More on the Troops

Under the present arrangement, the Executive has too much leeway in commiting the armed forces into battle. The War Powers Act, still disputed, was an attempt to rectify that imbalance. The Bush-Cheney Administration has actually tried to increase the power of the Executive.

But the power of the President to intervene around the world with the US military has rested in part on the political immaturity of the public. No one disputes the power of the President to respond to emergency situations without seeking prior approval. But Presidents have also known that once the troops are committed, the opposition can be cowed into silence with the demand to "support the troops." In practical terms, the freedom of action of the President to use the world's strongest military for an interventionist imperial policy has been dependent on the public susceptibility to emotional manipulation.

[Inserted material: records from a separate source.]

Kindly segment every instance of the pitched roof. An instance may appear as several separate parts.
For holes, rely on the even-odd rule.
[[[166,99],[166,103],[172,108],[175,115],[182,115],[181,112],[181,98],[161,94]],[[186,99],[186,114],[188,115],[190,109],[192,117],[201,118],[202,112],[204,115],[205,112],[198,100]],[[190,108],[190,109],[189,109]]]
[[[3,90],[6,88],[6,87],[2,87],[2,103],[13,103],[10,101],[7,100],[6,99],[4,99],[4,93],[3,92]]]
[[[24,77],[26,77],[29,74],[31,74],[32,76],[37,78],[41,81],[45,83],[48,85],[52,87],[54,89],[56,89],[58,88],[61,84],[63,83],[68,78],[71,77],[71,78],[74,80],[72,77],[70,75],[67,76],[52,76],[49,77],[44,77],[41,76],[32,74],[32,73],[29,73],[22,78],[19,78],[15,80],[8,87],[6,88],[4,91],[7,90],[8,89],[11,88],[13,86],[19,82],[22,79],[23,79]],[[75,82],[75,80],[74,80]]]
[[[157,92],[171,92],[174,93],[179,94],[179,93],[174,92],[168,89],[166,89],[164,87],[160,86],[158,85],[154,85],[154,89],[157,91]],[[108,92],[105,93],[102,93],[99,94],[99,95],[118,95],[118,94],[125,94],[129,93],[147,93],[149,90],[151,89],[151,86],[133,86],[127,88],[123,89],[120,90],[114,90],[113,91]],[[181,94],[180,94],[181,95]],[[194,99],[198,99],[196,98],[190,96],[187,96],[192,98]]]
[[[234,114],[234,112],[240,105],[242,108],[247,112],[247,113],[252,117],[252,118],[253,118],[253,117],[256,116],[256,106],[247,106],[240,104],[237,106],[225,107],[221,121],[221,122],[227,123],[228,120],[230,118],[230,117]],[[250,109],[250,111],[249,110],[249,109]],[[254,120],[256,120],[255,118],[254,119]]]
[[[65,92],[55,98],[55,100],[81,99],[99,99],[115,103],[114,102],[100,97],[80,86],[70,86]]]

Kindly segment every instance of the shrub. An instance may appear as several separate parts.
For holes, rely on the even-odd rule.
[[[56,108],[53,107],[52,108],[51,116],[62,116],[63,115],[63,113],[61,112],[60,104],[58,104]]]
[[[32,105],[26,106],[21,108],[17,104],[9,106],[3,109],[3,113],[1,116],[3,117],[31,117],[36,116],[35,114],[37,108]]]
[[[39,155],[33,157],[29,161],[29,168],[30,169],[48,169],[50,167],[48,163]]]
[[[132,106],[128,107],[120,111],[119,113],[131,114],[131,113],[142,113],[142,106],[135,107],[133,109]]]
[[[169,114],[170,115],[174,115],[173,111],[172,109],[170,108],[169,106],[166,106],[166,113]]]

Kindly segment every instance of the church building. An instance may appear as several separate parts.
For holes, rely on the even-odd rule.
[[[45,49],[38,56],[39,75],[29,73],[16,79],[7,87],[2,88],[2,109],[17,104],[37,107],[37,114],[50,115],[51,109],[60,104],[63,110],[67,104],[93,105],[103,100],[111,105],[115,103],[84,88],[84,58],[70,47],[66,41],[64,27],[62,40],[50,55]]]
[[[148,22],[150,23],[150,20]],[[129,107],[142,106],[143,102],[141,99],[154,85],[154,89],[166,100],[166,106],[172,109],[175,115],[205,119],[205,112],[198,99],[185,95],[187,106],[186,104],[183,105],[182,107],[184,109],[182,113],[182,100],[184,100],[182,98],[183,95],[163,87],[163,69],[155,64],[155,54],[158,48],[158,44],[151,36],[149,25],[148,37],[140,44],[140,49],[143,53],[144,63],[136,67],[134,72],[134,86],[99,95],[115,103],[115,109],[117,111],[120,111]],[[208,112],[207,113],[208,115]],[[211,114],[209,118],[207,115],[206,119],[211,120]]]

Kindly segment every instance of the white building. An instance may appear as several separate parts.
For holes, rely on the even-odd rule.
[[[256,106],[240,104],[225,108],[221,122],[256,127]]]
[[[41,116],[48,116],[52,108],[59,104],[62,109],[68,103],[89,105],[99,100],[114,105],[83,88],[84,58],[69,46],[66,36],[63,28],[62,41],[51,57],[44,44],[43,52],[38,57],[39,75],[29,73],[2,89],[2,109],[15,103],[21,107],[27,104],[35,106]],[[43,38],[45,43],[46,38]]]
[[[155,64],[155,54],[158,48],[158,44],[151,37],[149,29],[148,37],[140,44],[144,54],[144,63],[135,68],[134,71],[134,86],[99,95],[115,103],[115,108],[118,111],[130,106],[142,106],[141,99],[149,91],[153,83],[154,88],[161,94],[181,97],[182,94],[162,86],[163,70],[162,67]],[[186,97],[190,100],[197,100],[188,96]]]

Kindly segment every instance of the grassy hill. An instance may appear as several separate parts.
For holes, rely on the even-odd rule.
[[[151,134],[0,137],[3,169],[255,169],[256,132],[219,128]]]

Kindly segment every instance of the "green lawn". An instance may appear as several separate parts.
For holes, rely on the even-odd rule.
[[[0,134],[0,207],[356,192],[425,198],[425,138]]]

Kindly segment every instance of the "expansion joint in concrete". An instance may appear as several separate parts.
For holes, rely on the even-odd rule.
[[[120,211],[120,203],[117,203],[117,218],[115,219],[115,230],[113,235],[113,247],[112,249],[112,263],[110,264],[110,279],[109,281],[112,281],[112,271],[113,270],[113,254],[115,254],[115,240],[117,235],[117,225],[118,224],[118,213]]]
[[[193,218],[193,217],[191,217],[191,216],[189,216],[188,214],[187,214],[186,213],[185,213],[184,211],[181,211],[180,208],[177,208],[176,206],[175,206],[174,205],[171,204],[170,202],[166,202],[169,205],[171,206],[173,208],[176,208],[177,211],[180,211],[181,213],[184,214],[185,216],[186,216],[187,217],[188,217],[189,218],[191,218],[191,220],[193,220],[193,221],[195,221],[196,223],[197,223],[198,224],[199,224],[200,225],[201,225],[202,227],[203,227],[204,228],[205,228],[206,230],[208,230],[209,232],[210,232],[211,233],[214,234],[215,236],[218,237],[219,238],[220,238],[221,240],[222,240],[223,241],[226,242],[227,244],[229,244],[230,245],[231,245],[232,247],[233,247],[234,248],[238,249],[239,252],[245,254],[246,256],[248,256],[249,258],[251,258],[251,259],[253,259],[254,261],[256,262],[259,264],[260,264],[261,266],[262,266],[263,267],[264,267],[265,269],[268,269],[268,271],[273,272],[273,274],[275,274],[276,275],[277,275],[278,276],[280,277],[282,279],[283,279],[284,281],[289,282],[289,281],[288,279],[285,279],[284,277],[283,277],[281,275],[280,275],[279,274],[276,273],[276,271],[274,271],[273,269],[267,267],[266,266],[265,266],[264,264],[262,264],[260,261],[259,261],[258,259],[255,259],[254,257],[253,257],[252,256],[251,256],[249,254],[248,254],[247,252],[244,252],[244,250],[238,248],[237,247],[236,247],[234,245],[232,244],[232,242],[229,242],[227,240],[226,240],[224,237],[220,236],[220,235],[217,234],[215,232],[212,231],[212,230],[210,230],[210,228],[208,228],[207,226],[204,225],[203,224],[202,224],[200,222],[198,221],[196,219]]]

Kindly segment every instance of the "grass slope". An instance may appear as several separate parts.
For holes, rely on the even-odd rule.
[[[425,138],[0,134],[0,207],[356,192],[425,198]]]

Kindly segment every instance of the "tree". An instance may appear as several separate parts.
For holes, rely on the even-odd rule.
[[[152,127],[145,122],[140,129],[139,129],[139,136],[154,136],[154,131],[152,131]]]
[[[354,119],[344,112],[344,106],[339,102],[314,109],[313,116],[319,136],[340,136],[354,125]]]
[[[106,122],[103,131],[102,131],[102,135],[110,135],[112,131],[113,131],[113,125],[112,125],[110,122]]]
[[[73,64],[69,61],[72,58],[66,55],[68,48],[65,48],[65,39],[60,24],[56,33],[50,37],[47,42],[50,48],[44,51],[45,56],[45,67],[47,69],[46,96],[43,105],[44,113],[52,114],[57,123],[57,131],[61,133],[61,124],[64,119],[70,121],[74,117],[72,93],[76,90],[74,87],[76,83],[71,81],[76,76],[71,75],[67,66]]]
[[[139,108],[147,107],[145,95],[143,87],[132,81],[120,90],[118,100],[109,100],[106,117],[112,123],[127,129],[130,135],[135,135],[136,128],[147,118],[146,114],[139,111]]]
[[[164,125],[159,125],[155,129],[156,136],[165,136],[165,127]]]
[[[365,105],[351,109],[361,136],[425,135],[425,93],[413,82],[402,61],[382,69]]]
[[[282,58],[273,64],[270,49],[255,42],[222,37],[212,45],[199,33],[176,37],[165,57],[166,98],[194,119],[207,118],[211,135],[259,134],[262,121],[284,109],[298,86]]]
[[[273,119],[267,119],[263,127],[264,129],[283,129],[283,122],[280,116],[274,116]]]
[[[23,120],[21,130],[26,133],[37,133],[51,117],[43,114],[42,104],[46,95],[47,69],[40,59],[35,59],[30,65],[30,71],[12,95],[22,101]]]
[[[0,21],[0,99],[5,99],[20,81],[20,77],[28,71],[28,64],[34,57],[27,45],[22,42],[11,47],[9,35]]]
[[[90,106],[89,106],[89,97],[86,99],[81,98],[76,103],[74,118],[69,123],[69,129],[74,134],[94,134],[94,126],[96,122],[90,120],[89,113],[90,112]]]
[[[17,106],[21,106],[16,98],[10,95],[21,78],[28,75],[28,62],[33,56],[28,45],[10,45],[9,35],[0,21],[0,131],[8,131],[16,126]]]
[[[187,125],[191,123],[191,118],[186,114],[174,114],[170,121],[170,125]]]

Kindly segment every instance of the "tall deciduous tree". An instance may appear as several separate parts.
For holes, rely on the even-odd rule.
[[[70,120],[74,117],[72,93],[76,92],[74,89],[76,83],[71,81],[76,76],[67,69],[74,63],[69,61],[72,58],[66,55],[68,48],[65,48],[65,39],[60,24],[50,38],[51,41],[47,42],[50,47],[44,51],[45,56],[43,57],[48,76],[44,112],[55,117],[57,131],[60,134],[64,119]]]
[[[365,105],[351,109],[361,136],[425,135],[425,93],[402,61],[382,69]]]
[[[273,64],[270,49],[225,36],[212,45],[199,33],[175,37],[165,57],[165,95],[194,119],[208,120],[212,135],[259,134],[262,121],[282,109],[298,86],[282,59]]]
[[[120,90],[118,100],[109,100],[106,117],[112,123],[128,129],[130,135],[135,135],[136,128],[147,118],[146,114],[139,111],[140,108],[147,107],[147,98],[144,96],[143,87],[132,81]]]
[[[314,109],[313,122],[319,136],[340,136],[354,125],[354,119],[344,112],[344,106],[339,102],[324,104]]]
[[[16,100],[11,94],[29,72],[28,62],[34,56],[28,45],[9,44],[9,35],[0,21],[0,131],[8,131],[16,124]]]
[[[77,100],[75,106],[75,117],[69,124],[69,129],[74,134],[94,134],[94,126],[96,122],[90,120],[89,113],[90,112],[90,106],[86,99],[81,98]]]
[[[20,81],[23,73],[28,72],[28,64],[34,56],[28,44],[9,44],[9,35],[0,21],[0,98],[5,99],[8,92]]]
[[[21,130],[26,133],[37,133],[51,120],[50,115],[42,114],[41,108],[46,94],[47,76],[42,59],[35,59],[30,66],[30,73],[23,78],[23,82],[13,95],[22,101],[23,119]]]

That era is coming to an end.

The Bush administration is delegitimizing all of the mechanisms by which the government would get consent for imperial interventions around the world. It used to be that people would say things like, "Well, they have access to secret information that we don't have, so we should assume that they know what they are doing." Now, people are beginning to understand that it is entirely possible that there is no such secret information, and that "intelligence gets fixed to match the policy."

When this long tragic saga is over, we will see that Bush's Presidency, through its overreach, helped bring the Imperial Presidency and the era of US hegemony as the world's only hyper-power to an end.